José Luis Zerón Huguet es bien conocido —aunque, tal vez, no suficientemente reconocido aún— en los ambientes literarios, pero no huelga repasar brevemente su biobibliografía antes de entrar en harina. Confundador y codirector de la revista literaria Empireuma, Zerón ha publicado los siguientes libros de poemas: Solumbre (1993), Frondas(1999), El vuelo en la jaula(2004), Ante el umbral(2009), Las llamas de los suburbios(2010),Sin lugar seguro (2013), De exilios y moradas(2016), Perplejidades y rarezas(2017), Espacio transitorio (2018) y ahora Intemperie (2021).
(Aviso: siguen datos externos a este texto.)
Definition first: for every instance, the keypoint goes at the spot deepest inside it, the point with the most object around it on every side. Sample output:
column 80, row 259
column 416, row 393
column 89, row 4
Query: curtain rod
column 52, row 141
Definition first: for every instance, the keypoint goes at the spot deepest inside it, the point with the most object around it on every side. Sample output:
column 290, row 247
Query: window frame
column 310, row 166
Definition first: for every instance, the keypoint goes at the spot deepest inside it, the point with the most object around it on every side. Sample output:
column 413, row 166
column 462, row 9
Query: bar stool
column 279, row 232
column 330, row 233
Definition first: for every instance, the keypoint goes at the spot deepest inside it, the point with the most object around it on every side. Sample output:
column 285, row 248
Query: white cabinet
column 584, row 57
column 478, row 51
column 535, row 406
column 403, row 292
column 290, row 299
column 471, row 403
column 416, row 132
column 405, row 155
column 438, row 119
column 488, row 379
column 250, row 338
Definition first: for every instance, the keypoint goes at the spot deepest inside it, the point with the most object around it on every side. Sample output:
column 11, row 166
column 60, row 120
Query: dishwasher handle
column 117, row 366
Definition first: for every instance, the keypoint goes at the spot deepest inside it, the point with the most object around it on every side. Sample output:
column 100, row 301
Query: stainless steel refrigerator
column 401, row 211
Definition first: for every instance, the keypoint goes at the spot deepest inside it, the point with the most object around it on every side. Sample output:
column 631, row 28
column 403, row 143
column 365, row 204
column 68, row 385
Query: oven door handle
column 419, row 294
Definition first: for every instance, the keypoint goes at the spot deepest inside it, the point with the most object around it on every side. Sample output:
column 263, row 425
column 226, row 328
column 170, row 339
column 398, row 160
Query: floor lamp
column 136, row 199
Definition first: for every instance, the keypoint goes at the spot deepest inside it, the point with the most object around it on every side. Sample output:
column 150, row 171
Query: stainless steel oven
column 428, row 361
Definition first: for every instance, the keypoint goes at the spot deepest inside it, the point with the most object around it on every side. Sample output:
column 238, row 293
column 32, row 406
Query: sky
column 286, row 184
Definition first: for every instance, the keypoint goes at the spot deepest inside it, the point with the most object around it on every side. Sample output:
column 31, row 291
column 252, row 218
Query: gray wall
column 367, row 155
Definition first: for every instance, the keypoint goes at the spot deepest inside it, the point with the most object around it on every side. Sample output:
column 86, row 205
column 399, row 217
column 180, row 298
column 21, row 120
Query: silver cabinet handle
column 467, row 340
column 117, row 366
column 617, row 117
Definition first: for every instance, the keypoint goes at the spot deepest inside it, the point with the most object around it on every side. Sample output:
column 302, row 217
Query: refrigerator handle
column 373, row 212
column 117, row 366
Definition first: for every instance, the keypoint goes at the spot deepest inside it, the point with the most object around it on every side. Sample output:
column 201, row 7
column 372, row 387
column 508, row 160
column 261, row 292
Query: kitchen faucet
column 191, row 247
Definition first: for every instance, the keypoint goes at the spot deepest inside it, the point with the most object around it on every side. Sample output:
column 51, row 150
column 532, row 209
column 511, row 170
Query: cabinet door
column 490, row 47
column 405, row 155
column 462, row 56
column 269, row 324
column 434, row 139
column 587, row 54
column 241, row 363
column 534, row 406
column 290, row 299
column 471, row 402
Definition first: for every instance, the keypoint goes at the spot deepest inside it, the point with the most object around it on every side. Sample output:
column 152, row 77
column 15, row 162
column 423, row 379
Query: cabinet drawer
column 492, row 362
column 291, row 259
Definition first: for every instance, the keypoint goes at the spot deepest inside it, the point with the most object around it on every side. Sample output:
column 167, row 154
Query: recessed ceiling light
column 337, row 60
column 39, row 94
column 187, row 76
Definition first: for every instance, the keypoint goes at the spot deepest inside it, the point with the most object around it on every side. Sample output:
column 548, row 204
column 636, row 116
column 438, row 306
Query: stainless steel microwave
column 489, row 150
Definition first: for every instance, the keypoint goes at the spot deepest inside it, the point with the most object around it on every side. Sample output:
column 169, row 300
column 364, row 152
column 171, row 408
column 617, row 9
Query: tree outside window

Ha obtenido varios galardones literarios, ha sido incluido en diversas antologías y ha colaborado con poemas, cuentos, artículos y ensayos en numerosas revistas nacionales e internacionales. Desarrollador de una actividad cultural diversa, en mayo de 2006 viajó a Rumanía invitado por el Ministerio de Cultura español y el Instituto Cervantes de Bucarest, donde participó, como director de la revista Empireuma, en un encuentro de revistas literarias españolas y rumanas en el Centro Cultural de Bucarest y en la Universidad Esteban el Grande de Suceava.
Reseñar su bioblibliografía podría ser un mero trámite, pero no lo es, puesto que Intemperie, editado por Sapere Aude en su colección Ad-versum, atraviesa íntimamente cerca de tres décadas de trayectoria poética de Zerón. De hecho, el primero de los dos libros que componen este díptico, Solumbre, supone una actualización y reelaboración de su poemario homónimo publicado en 1993 y hoy completamente descatalogado; mientras que la argamasa que conforma el segundo libro de este volumen, El vértigo y la serenidad, está hecha a partir de sus poemas publicados en revistas literarias, suplementos culturales, blogs, antologías y plaquetas (más el añadido de varios inéditos recientes), abarcando, en palabras del autor, «los claroscuros de algo más de veinte años de mi vida».
Formal y conceptualmente, existen diferencias considerables entre Solumbre y El vértigo y la serenidad. Sin embargo, como conjunto, su continuidad estructural e incluso telúrica no es azarosa, sino fruto de un trabajo de selección y acomodamiento minucioso, sutil, conveniente.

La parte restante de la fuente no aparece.